Department chairs are the “front line” of academic management (whether or not, in fact, their positions are classified as management or as faculty) -- yet most department chairs receive little or no training for their positions.

There are reasons for this:

  • A lack of appropriately trained trainers on campus
  • A chair population that makes up a mixed audience from the very new to the long-term, seasoned chair
  • Differing needs across disciplines
  • No clear training curriculum or outcomes

Yet many problems that rise to higher levels of administration could be avoided or mitigated if they are handled by well-trained chairs in the first place. And institutions that neglect chairs do so at their own peril.
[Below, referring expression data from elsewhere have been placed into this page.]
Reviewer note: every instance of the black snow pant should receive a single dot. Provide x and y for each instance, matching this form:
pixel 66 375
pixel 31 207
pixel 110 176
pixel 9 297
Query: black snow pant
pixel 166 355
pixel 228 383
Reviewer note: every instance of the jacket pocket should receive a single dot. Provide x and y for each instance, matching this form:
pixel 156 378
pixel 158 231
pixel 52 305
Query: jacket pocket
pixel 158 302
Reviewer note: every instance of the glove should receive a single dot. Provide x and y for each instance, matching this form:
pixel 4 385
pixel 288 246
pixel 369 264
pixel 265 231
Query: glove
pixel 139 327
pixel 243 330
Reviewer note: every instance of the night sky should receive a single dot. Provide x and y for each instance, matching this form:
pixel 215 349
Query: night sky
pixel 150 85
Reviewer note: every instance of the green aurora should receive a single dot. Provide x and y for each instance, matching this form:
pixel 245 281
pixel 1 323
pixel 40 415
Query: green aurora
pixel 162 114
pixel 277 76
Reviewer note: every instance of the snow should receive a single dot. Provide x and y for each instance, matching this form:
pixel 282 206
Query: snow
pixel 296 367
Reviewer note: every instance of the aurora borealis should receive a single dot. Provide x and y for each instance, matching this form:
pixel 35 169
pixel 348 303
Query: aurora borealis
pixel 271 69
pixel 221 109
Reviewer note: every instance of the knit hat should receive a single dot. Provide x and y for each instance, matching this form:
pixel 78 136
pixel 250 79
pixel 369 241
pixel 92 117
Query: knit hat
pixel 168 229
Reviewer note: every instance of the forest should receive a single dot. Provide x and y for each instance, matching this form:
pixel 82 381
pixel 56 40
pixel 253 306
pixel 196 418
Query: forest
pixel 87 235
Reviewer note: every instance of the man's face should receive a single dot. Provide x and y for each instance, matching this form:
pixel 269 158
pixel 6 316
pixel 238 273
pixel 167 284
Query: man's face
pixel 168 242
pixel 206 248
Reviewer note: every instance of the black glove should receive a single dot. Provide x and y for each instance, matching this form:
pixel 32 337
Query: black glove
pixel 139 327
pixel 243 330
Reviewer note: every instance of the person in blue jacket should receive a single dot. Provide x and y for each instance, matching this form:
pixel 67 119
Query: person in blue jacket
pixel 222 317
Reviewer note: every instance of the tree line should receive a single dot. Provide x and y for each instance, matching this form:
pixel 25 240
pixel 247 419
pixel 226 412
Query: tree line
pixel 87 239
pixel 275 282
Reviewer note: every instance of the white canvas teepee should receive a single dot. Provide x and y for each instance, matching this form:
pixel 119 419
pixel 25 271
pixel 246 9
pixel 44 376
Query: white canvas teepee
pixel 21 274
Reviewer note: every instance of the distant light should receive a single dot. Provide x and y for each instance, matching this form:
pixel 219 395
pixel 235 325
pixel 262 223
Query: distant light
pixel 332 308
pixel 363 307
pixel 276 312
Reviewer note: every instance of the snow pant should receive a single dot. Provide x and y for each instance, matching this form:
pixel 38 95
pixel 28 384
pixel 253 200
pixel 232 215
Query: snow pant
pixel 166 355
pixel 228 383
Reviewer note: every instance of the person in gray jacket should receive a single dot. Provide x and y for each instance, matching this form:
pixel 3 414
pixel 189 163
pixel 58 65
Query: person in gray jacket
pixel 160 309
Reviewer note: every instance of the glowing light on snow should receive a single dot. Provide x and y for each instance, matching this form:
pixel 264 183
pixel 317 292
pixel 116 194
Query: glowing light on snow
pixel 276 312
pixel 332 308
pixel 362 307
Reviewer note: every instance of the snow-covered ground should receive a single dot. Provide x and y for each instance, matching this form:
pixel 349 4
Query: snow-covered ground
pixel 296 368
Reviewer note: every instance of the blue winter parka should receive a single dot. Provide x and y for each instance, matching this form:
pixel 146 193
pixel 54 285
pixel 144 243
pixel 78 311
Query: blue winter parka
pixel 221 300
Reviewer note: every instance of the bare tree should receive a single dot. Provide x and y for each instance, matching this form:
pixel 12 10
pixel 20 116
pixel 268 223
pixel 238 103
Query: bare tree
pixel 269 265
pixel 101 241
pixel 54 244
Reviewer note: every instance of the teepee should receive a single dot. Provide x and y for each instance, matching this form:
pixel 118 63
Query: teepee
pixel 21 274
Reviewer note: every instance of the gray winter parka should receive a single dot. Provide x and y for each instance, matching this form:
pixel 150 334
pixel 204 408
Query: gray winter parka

Leadership training is especially critical now, given the pressures that tightened budgets, changing modes of delivery for instruction, increased demands for accountability, the growing diversity of the academy, and increased attention to employment law within academic institutions, all place on the expectations for department chairs.

Why "Leadership" Training?

Leadership training goes beyond other kinds of training. Indeed, the term "leadership training" might well be parsed out as a combination of training and leadership development:

  • Training is a means of teaching chairs particular institutional policies, practices, resource management tools, and the like. The desired outcomes are easily measured and quickly implemented.
  • Leadership, on the other hand, is a more ephemeral outcome. A good department chair will mentor junior faculty, foster a collegial environment, support a diverse group of teachers and scholars, encourage voluntary compliance with mandates from “on high,” to name a few desiderata – and doing so requires judgment and character traits that warrant following. So, developing leadership in your department chairs must be a sustained effort that involves the practicing of skills across a broad array of contexts.

Developing a leadership training curriculum must take these features into account. The best training programs will both produce immediate outcomes and develop leadership skills over a sustained period of time.